Lawrence Livermore National Labs has a page on the harmful effects of very strong magnetic fields, upwards of 40,000 Gauss -- but such fields are rarely encountered. Typical MRI magnetic fields, by comparison, are typically between 5,000 and 20,000 guass. But even in very high static magnetic fields, the effects are temporary.
The big danger is for people with implanted metal, like pace makers or surgical clips.
Now, I did find a study on red blood cells in very strong magnetic fields that does suggest that they reorient, even in fields as low as 10,000 Gauss. No mention of clumping.
Your typical hand-held magnet, even a strong one, produces a field on the order of 4,000 Gauss. Not harmful.
The fields produced by any kind of transmitters mentioned in the article would be tens or hundreds of Gauss -- too weak to move a paperclip.
(The earth's magnetic field is about 0.5 Gauss, for comparison)
On the other hand, the LLNL page mentions that magnetic fields equal to the strength of the Earth's can disrupt circadian rhythm! And it has been proven that birds are sensitive to the Earth's field... so even small magnetic fields can have a measurable biological effect.
But FEAR FEAR FEAR is not warranted.
- Peter
INsigNIFICANT
The data rate is 204.8 kilobits/sec - I can't tell if that's bidirectional or shared unidirectional like Ethernet? However, you're wrong about your use of Nyquist's formula - that tells you that your pulse sampling rate has to be twice the frequency of a continuous wavelength you're trying to send (so your data rate needs to be N*2 samples/sec for a N Hz audio signal). This is the other side - Shannon's formula is that if you want to carry a given bit rate using an analog signal, the bit rate you can get is (IIRC)
Bandwidth * log (1+Signal/Noise)
which means that if your signal/noise ratio is arbitrarily good, you can get an arbitrarily high data rate
The place that Nyquist bites them is that with only a 204.8 kbps data rate, it limits their audio capabilities. They're actually using 64kbps CVSD for their audio, which is kind of an odd choice of codecs - maybe they're sampling at a higher rate than telephony, or maybe they're figuring it will do less or different damage to the signal than the GSM or G.723 codecs used by the phone? In either case, CVSD is a simple codec that doesn't need much CPU horsepower, and a little better than ADPCM at that speed.
Bill Stewart
New Fast-Compression-only CPR http://preview.tinyurl.com/dy575ks
Perhaps the easiest way to explain this technology is that it's simply a type of transformer.
:-)
One coil creates a varying magnetic flux that induces a current in a matching coil -- and thus an electrical signal is passed through the ether.

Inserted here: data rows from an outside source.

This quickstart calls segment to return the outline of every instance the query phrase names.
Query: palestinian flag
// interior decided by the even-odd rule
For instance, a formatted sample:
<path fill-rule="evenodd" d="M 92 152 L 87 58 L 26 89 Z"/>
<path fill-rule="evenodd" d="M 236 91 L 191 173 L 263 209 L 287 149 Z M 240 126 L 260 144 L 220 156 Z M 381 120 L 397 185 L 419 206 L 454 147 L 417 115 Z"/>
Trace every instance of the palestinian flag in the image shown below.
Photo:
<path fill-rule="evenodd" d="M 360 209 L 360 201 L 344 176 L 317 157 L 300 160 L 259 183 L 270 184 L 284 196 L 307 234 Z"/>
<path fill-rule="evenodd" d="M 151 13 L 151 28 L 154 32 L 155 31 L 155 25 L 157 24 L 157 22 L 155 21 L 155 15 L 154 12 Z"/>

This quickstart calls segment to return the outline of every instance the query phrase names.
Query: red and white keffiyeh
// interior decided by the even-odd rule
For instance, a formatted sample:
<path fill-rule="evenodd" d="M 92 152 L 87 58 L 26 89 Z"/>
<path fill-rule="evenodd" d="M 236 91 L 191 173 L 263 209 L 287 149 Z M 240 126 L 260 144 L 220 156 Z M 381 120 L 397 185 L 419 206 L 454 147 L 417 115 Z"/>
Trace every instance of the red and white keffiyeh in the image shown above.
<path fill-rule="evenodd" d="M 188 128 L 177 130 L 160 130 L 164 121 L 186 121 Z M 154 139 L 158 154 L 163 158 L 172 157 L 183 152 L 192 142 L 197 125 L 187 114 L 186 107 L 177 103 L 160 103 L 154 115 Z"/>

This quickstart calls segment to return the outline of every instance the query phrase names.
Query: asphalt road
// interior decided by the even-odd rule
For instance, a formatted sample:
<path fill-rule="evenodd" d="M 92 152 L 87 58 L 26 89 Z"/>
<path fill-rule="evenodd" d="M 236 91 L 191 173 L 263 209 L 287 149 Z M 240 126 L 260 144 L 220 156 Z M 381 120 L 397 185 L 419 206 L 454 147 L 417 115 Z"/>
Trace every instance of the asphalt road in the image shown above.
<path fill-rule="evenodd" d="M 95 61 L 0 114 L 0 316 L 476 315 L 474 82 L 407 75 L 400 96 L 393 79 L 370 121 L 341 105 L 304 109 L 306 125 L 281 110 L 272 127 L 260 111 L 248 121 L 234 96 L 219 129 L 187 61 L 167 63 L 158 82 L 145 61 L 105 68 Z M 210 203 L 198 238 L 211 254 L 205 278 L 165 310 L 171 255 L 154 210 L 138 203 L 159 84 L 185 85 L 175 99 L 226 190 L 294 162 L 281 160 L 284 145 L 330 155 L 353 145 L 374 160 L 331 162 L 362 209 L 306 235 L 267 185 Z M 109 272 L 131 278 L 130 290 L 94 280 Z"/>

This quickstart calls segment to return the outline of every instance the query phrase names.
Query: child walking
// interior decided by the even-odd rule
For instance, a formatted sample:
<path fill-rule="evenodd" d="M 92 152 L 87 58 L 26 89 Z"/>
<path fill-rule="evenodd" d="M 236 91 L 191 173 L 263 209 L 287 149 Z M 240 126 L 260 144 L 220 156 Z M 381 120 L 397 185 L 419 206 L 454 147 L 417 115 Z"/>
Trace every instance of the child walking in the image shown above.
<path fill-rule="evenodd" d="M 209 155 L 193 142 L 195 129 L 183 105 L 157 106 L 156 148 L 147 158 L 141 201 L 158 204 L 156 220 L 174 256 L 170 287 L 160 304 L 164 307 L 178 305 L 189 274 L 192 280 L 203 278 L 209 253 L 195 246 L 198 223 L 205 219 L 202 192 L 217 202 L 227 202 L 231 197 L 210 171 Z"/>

Those who claim that it's no different to a radio link are almost right -- the only real difference is that with such a system there's no need to use a carrier wave (RF) -- the information can be dumped (raw) into the transmitting side of the coil and received by the other coil.
There's no rocket science here -- all that's happened is that some crowd has figured out that by using three coils instead of one, they can effectively adjust the direction of the strongest flux lobe to give the maximum transfer of energy.
Of course, the marketing droids would never simplify things by simply telling us it was a "clever transformer" because then they couldn't charge so much for it eh?